One way to support young people (4th grade and older) in dealing with emotionally laden and controversial issues is to start with a small group experience called a "microlab." In a microlab, people gain understanding through speaking and listening. It is not a time for discussion or dialogue; rather each person has a short time (one to three minutes depending on students' age) to speak in response to a question. When a person is speaking, the others in the group - usually only two or three others - should listen only and not interrupt.
Here's how to do a microlab in the classroom.
1. Divide the class into groups of three or four using puzzle pieces, number cards, or by counting off.
Ask participants to arrange themselves in their small groups so that each person can easily see and hear everyone else in the group.
2. Before you begin, explain the guidelines for a microlab:
- It's okay to pass if you need more time to think or would rather not respond.
- This is a timed activity. I will let you know when it is time to move on to the next speaker. You will each have one [or two or three] minutes to speak.
- Speak from your own point of view.
- Be your own barometer - share as much as you feel comfortable sharing.
- Confidentiality is important, especially when we come back together as a large group.
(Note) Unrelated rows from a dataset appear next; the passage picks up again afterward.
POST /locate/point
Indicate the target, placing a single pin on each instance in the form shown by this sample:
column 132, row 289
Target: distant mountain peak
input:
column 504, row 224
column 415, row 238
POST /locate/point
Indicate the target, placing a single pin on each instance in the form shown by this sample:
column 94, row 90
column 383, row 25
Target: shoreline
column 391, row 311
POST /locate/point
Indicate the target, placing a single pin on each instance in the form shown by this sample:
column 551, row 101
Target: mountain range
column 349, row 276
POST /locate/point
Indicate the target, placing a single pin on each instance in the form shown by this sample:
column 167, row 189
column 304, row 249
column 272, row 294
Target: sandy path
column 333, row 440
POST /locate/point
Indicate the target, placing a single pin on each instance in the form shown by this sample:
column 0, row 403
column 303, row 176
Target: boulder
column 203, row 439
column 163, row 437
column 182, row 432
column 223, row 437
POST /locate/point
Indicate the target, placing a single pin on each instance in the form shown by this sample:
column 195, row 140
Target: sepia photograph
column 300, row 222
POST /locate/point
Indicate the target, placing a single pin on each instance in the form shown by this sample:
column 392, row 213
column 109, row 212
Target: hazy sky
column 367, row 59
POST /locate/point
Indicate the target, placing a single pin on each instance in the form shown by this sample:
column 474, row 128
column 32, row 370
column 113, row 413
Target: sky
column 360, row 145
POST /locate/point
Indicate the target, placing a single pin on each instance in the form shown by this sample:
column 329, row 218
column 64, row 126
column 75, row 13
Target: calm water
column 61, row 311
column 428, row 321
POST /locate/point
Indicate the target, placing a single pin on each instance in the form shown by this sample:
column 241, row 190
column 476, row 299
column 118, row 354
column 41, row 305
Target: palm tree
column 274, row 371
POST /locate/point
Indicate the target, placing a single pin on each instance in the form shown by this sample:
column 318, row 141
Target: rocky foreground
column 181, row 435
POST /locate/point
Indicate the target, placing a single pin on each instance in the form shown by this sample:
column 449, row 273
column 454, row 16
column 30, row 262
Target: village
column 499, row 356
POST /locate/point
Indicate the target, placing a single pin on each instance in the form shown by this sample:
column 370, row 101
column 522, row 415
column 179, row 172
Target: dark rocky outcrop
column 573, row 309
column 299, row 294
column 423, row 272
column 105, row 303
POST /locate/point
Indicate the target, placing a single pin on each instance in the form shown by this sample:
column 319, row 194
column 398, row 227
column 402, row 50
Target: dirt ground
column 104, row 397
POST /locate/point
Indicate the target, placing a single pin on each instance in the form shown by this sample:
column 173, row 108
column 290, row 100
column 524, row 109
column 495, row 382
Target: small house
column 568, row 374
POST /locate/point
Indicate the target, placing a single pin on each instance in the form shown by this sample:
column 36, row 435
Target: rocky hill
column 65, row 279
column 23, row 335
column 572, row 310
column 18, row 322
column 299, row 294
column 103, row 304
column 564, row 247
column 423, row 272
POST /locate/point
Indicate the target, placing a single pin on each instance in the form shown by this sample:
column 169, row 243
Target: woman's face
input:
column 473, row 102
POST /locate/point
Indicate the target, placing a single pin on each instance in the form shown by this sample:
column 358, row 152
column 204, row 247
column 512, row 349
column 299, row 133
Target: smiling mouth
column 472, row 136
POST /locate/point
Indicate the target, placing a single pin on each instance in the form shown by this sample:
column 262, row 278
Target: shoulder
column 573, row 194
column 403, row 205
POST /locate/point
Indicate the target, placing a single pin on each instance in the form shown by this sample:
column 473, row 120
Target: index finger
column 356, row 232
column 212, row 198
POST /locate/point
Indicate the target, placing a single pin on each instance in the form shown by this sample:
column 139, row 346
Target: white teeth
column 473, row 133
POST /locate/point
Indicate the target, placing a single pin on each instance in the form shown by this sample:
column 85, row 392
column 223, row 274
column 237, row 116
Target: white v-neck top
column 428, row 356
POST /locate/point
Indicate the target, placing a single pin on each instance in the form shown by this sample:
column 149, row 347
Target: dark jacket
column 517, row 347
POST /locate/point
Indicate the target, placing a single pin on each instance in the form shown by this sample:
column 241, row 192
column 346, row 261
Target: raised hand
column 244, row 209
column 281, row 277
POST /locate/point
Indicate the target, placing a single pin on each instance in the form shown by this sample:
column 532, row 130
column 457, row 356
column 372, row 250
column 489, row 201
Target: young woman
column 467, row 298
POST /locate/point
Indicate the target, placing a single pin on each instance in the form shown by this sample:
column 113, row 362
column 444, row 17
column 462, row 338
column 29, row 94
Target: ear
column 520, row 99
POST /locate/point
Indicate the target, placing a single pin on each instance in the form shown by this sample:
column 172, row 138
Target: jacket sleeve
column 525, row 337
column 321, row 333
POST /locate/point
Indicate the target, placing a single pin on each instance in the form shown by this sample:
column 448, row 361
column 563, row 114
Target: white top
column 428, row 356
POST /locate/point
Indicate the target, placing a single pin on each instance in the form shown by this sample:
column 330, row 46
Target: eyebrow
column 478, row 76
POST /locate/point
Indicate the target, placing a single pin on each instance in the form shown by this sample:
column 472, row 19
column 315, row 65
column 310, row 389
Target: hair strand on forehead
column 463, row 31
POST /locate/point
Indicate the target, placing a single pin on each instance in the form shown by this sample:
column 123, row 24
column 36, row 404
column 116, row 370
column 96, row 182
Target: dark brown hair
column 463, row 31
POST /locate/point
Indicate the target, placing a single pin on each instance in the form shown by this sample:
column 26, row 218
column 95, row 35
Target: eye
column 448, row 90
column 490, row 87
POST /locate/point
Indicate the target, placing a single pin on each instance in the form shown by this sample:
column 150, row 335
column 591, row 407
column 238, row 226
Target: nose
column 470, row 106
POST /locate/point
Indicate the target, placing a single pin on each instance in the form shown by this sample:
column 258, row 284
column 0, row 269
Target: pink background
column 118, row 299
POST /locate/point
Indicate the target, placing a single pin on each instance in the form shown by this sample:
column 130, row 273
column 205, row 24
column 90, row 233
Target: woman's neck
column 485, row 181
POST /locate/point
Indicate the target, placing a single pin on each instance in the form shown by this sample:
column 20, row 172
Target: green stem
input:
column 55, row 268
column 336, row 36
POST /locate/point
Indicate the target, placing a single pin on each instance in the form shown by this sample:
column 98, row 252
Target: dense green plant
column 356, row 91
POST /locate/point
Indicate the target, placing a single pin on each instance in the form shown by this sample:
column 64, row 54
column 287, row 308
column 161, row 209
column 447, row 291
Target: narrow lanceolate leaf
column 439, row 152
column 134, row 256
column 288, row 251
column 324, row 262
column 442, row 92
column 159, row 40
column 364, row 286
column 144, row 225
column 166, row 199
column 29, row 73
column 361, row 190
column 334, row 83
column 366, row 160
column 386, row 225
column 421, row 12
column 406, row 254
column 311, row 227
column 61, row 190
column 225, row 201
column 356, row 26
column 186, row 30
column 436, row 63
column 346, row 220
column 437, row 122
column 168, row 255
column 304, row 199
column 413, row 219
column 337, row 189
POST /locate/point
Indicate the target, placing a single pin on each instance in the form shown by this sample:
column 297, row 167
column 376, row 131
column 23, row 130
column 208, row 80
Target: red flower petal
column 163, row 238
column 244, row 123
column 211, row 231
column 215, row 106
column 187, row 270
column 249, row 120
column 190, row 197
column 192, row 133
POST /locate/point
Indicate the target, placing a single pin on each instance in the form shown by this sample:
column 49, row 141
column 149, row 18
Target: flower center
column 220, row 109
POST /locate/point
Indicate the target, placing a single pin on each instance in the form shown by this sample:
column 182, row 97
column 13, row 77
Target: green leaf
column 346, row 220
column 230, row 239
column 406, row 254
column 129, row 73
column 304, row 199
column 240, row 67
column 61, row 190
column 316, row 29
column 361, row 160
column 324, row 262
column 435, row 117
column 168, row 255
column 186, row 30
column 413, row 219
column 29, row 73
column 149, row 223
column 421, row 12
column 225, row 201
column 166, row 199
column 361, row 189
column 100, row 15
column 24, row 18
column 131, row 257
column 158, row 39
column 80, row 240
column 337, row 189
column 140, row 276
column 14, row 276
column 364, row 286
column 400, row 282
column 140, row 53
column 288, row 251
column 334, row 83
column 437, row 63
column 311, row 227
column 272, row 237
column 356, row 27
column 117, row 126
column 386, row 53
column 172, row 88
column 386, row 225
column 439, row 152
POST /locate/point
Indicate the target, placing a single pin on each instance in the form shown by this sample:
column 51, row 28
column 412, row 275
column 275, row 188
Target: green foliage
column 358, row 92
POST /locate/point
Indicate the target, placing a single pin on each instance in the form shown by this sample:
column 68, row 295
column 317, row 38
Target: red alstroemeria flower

We need to agree that what we share among ourselves in the small group will stay private.
3. Introduce your first microlab question.
(Use the questions below or create your own.) In introducing each question, it's usually helpful to say the question, then give some specifics about the question or model answering the question yourself, and then repeat the question again. This gives participants some time to think about what they would like to say. In between microlab questions, you may want to remind people to try not to interrupt or engage in dialogue.
Possible microlab questions:
1. What do you want to say about [the issue]? What's on your mind?
2. How are you feeling?
3. What would you like to do for our community or the world to address [the issue or problem]?
(Note that the initial questions allow for expression of feelings and concerns, but that the last question focuses on the positive.)
4. Reconvene the full group.
Ask students how the microlab was for them. Then ask for volunteers to share something they said or felt in their microlab. Remind participants of the need for confidentiality - each person should only speak from his or her experience.
This sharing may lead to a wider classroom discussion. If the issue is a volatile one, discussions can sometimes get heated. If you decide to open up the topic, it would be a good idea to establish some guidelines for discussion or "community practices" ahead of time.
You may want to end the session by having the students brainstorm about questions they have on the issue that would lead to gathering information and further study.